For the next hundred and fifty pages, we wade through blood, intrigue, and revolution. The Devil interferes in human affairs at every turn, always working to undo the good, to turn all things ugly and evil. That's his job, after all. We see all of this over the shoulder of a knight named Lars-Goren, a good, brave, and loyal man drawn from his country estate into the national political nightmare by his own loyalty and courage.
Here's the snapper: The Devil is vastly powerful and relentlessly malevolent. The Devil is also an idiot. The Devil is a lot like what lay people think of as "entropy"1: He screws things up. He sows chaos and discord. It's all very destructive, but it's really just kids' stuff compared to really organized and shrewd evil. At the end of the book, Lars-Goren kills the Devil and we enter the modern era, where humanity's innate capacity for clever and relentless evil is left to spin its vast machineries in peace.
It turns out we were better off with the Devil alive and on the job.
There's not one idea here that you can't call facile, if you really want to, but it's not an exercise in logic. It's a novel. A craftsman as fine as Gardner can get away with murder when he works with the grain of his talent rather than against it.

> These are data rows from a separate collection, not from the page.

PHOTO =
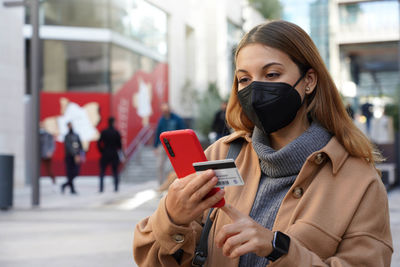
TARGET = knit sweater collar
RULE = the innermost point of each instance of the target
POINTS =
(289, 160)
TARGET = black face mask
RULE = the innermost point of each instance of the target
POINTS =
(270, 105)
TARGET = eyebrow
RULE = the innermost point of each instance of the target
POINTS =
(265, 66)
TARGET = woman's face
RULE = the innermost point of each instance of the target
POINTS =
(257, 62)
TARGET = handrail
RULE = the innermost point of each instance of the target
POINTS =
(142, 137)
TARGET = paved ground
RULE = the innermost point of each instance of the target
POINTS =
(92, 229)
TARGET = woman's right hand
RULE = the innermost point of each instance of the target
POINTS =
(185, 199)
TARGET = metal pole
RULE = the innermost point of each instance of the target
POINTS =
(35, 96)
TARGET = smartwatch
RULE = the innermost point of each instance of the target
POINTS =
(280, 246)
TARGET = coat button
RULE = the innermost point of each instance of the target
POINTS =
(178, 238)
(298, 192)
(319, 158)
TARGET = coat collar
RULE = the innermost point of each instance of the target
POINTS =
(334, 150)
(336, 153)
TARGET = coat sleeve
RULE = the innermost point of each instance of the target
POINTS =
(367, 241)
(154, 242)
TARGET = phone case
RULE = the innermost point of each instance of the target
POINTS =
(183, 149)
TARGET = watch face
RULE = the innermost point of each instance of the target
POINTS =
(282, 242)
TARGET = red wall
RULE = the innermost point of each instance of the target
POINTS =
(136, 106)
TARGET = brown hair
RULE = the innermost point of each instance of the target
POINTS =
(323, 105)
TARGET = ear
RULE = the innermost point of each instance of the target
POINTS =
(311, 80)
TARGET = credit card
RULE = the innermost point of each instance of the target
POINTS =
(225, 170)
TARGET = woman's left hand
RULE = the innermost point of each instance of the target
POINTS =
(243, 235)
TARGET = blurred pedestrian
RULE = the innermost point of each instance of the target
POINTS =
(74, 156)
(350, 111)
(169, 121)
(312, 195)
(219, 123)
(109, 146)
(366, 111)
(47, 147)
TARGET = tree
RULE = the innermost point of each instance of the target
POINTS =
(270, 9)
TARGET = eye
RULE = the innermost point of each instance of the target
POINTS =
(243, 80)
(271, 75)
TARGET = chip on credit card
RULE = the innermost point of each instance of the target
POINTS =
(225, 170)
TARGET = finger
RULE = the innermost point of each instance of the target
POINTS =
(242, 249)
(233, 242)
(198, 181)
(202, 192)
(232, 212)
(211, 201)
(226, 232)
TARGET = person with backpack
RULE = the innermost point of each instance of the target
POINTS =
(74, 156)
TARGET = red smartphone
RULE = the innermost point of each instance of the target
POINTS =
(183, 149)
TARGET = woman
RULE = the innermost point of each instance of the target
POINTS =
(312, 196)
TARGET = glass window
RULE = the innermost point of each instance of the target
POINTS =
(75, 66)
(370, 17)
(125, 63)
(78, 13)
(140, 21)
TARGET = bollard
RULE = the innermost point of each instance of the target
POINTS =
(6, 181)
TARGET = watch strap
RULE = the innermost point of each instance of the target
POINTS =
(280, 246)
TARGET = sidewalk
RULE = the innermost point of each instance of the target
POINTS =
(93, 229)
(88, 229)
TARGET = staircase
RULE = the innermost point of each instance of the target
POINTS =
(141, 167)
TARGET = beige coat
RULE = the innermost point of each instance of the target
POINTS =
(336, 214)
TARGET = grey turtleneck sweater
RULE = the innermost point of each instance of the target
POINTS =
(279, 170)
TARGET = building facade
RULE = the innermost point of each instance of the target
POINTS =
(121, 58)
(12, 93)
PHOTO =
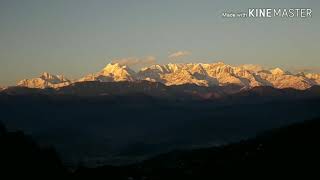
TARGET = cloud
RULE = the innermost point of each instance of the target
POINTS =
(179, 54)
(134, 61)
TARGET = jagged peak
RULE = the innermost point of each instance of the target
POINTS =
(277, 71)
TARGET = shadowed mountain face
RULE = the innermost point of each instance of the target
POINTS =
(199, 74)
(118, 123)
(286, 152)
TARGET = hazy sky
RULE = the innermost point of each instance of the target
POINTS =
(76, 37)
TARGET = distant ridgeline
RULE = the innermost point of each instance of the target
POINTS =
(206, 75)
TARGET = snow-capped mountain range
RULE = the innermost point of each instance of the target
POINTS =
(215, 74)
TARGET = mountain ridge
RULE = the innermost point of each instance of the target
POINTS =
(200, 74)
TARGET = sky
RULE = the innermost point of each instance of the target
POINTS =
(77, 37)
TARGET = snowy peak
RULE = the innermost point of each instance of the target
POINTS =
(201, 74)
(45, 80)
(278, 71)
(112, 72)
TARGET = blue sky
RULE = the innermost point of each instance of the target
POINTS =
(76, 37)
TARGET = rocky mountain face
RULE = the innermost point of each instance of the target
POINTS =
(46, 80)
(207, 75)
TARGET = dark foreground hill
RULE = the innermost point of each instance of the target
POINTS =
(21, 157)
(286, 152)
(129, 123)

What perplexes me is why the author had to stick the Gothic-Wisconsin-academia mess on the front of it. I get a feeling that he wanted to write for a more mainstream audience, and of course the mainstream audience isn't comfortable with being thrown straight into the unknown: That's why Larry Niven and Jerry Pournelle wrote in the trashy, boring disaster novel format of Footfall2 when they wanted to make a quick buck. So he put fifty pages of mundanity on the front, to sweeten the pill. The problem is that by putting the weird and nervy Devil novel at one remove, he kills some of the impact. It's that old cheap "and then he woke up" story-wrecker, dressed up in different clothes. The real novel here, the one that begins and ends in Sweden five hundred years ago, is a killer. Writing a novel where the Devil is a real, literal person -- and not from a mawkish polyester-suit-Christian perspective -- is not a bad stunt to pull these days, and he got away with it. It's a shame he lost his nerve at the last moment.
1 Being one of them, I won't attempt to comment on whether they're wrong.
2 You know what I mean: Dozens of dull characters wade through two hundred boring pages of perfectly ordinary mindless life before the spaceships show up. Borrr-inggg.